Review: Borodin String Quartet

The Borodin String Quartet from Russia is performing three concerts for Chamber Music NZ in Wellington, Christchurch and Auckland.

Justly regarded as one of the finest quartets performing today, these impeccable musicians played music by Haydn, Shostakovich, Wolf and Tchaikovsky, the latter marking the 125th anniversary of the composer’s death.

The Borodin Quartet is well-known for the sweet beauty of their sound, immediately in evidence in Haydn’s String Quartet in B Minor, from the Opus 33 set known as the “Russian” quartets.

Their playing is always under-stated and unemphatic and this was a beautifully balanced performance.

In 2014 the Wellington audience held its breath during the Borodin’s chilling, steely performance of Shostakovich’s short 11th Quartet.

This time it was the Russian master’s 9th, a seamless journey from the foreboding of the opening movement through an achingly sad Adagio, the rapid syncopations of the Allegretto and another Adagio to the long final Allegro where all the themes and powerful emotions of the work return. Shostakovich’s uneasy, dangerous relationship with the Russian authorities is always a back-story in his music, and that riveting drama was always present.

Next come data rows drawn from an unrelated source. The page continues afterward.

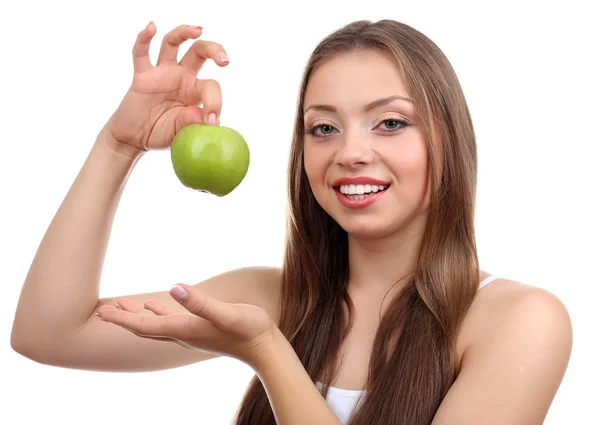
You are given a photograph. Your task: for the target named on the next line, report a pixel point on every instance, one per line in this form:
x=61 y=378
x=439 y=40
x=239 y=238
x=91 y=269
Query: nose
x=354 y=151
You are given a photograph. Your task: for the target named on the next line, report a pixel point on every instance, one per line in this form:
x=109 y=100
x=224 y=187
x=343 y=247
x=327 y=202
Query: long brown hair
x=413 y=362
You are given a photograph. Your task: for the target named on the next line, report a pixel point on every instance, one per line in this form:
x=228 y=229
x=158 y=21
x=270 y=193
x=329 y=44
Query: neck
x=377 y=265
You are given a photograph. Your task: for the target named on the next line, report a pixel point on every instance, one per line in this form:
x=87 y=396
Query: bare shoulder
x=514 y=347
x=518 y=308
x=529 y=319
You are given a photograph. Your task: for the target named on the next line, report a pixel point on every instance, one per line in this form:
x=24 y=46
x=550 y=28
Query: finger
x=159 y=309
x=201 y=50
x=143 y=325
x=210 y=93
x=141 y=57
x=172 y=41
x=126 y=304
x=220 y=314
x=189 y=115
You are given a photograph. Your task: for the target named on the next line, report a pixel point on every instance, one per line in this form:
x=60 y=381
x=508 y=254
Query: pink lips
x=358 y=203
x=359 y=180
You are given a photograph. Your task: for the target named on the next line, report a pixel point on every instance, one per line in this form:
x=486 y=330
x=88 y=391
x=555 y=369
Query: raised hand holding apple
x=165 y=98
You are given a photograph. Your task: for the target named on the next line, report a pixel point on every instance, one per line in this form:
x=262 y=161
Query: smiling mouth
x=360 y=191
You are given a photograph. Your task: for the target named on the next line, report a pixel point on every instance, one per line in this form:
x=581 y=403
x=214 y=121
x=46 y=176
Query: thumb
x=202 y=305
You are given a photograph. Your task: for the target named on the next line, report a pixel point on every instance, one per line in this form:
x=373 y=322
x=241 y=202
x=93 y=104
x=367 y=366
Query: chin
x=364 y=228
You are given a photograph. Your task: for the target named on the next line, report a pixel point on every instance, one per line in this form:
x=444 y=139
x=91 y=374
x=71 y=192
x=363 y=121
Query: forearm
x=61 y=288
x=294 y=398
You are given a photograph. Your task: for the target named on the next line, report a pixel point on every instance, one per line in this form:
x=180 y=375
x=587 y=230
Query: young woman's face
x=364 y=153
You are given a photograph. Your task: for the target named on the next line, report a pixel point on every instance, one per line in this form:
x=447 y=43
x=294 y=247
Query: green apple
x=210 y=158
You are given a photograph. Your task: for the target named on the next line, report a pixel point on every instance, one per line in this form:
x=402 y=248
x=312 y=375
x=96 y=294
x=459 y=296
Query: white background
x=530 y=74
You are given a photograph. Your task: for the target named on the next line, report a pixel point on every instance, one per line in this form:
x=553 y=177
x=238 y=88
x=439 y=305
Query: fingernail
x=223 y=56
x=179 y=293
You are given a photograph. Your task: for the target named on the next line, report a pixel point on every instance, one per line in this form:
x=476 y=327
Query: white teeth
x=359 y=189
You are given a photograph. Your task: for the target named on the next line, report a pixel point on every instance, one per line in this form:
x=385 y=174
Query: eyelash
x=401 y=124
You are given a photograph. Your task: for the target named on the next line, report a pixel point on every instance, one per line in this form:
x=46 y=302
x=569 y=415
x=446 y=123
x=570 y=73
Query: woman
x=377 y=315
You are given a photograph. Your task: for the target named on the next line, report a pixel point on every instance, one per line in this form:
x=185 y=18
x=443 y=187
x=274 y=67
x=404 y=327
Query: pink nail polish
x=179 y=293
x=223 y=56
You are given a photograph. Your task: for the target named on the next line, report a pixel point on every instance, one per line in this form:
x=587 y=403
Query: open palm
x=242 y=331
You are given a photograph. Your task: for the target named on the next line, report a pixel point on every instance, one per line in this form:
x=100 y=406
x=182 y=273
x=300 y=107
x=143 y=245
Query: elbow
x=25 y=344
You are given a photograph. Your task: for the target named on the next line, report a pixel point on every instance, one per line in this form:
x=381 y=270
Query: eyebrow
x=372 y=105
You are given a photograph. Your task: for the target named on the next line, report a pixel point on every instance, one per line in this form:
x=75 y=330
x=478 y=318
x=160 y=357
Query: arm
x=293 y=396
x=512 y=371
x=54 y=321
x=62 y=286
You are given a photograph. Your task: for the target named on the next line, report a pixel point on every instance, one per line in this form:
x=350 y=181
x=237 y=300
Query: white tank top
x=343 y=402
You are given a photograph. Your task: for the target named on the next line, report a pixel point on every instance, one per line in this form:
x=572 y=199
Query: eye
x=326 y=130
x=392 y=124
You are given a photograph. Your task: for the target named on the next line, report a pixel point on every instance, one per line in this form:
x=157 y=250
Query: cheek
x=312 y=166
x=412 y=165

But the subtle virtuosity of the musicians was also thrilling, as in the extraordinary bow control of the lively third movement. 

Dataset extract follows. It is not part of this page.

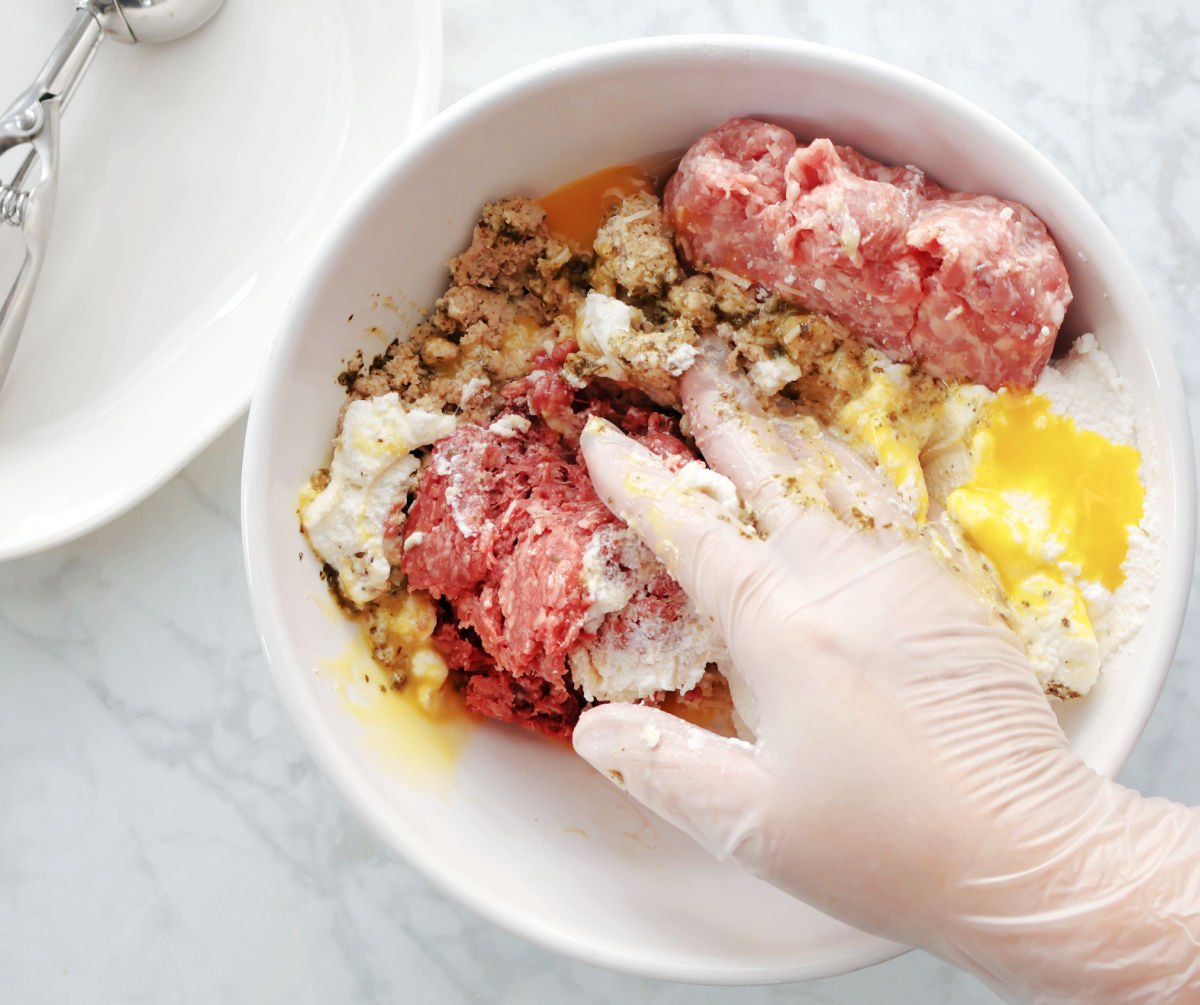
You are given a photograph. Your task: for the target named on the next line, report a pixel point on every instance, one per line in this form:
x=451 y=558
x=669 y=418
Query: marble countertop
x=163 y=835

After the interval, effortless perfection in Wolf’s beguiling Italian Serenade provided an apt bridge to another big Russian work, Tchaikovsky’s String Quartet No. 1 in D Major, op. 11.

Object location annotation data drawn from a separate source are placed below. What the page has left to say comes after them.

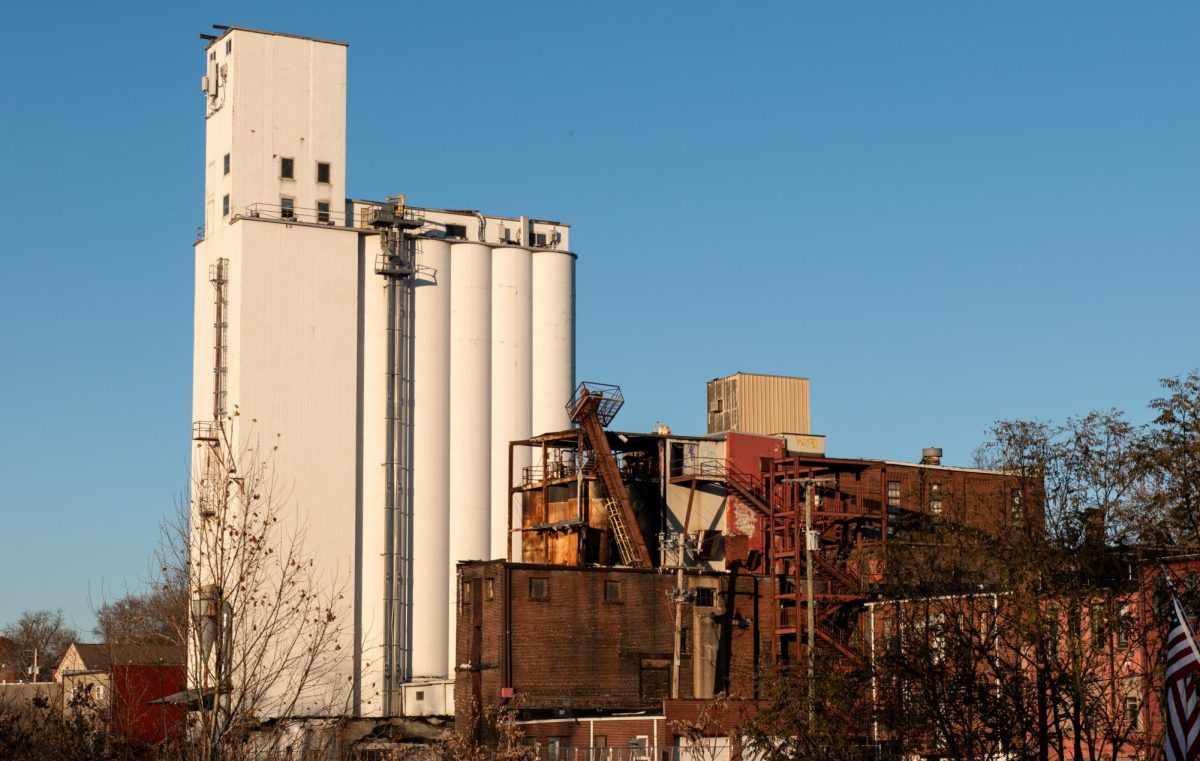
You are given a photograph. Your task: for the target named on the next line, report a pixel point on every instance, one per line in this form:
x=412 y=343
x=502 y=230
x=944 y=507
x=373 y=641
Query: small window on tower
x=612 y=592
x=1017 y=507
x=893 y=493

Compared to Shostakovich’s desolate passion, this folk-tune saturated music was pure melodious pleasure.

The Quartet’s restraint gave us a flowing account with beautifully judged flexibility, revealing both the music’s variety and the blended homogeneity of the ensemble.

A cheering audience demanded an encore, and the concert ended gently with the short chorale, Morning Prayer, from Tchaikovsky’s Children’s Album Opus 39.